[jira] Created: (NUTCH-631) MoreIndexingFilter fails with NoSuchElementException
MoreIndexingFilter fails with NoSuchElementException Key: NUTCH-631 URL: https://issues.apache.org/jira/browse/NUTCH-631 Project: Nutch Issue Type: Bug Components: indexer Affects Versions: 1.0.0 Environment: Verified on CentOS and OSX Reporter: Stefan Will Fix For: 1.0.0 I did a simple crawl and started the indexer with the index-more plugin activated. The index job fails with the following stack trace in the task log: java.util.NoSuchElementException at java.util.TreeMap.key(TreeMap.java:433) at java.util.TreeMap.firstKey(TreeMap.java:287) at java.util.TreeSet.first(TreeSet.java:407) at java.util.Collections$UnmodifiableSortedSet.first(Collections.java:1114) at org.apache.nutch.indexer.more.MoreIndexingFilter.addType(MoreIndexingFilter.java:207) at org.apache.nutch.indexer.more.MoreIndexingFilter.filter(MoreIndexingFilter.java:90) at org.apache.nutch.indexer.IndexingFilters.filter(IndexingFilters.java:111) at org.apache.nutch.indexer.Indexer.reduce(Indexer.java:249) at org.apache.nutch.indexer.Indexer.reduce(Indexer.java:52) at org.apache.hadoop.mapred.ReduceTask.run(ReduceTask.java:333) at org.apache.hadoop.mapred.LocalJobRunner$Job.run(LocalJobRunner.java:164) I traced this down to the part in MoreIndexingFilter where the mime type is split into primary type and subtype for indexing: contentType = mimeType.getName(); String primaryType = mimeType.getSuperType().getName(); String subType = mimeType.getSubTypes().first().getName(); Apparently Tika does not have a subtype for text/html. Furthermore, the supertype for text/html is set as application/octet-stream, which I doubt is what we want indexed.
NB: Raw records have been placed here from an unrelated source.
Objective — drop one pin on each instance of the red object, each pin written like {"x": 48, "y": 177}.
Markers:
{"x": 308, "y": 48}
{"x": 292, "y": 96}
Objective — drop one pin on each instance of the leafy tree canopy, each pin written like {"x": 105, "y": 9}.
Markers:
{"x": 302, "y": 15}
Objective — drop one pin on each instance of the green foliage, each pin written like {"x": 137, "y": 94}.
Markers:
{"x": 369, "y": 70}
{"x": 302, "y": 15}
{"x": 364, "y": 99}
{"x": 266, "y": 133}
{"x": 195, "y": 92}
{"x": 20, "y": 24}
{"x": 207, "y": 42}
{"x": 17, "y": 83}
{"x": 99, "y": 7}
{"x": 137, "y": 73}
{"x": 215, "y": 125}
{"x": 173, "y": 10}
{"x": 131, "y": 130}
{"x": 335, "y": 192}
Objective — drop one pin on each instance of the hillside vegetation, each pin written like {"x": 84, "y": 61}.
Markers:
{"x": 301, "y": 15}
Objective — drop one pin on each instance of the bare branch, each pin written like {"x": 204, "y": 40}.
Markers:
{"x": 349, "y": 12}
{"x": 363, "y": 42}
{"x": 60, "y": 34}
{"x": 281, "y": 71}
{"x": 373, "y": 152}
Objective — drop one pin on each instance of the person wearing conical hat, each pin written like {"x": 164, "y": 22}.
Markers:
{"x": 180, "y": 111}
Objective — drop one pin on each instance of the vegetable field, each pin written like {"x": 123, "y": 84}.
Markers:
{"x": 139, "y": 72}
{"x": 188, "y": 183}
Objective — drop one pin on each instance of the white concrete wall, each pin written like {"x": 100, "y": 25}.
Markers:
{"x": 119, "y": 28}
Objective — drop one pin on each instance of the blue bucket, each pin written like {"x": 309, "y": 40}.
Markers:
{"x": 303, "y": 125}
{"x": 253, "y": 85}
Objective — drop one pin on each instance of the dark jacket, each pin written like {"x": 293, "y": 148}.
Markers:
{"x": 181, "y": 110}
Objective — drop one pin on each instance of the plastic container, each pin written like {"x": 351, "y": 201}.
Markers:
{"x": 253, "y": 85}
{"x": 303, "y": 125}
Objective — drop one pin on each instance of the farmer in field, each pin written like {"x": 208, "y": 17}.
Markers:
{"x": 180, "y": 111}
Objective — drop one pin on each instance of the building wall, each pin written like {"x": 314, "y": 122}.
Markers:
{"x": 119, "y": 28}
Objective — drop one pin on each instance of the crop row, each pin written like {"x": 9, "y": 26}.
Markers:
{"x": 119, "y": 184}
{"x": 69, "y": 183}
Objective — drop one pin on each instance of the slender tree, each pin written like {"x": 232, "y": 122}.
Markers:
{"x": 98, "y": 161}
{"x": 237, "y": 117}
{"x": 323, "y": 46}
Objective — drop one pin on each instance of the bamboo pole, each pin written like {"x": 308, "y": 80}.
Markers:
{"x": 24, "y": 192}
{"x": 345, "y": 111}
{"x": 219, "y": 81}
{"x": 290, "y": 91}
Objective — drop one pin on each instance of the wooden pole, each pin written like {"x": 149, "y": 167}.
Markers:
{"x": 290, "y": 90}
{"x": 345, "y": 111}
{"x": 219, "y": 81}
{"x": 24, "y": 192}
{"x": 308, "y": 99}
Don't we want primaryType to be "text" and subType to be "html" ? So I changed the code to: contentType = mimeType.getName(); String[] split = contentType.split("/"); String primaryType = split[0]; String subType = (split.length>1)?split[1]:null; This does what I think it should do, but perhaps I'm missing something ? -- This message is automatically generated by JIRA. - You can reply to this email to add a comment to the issue online.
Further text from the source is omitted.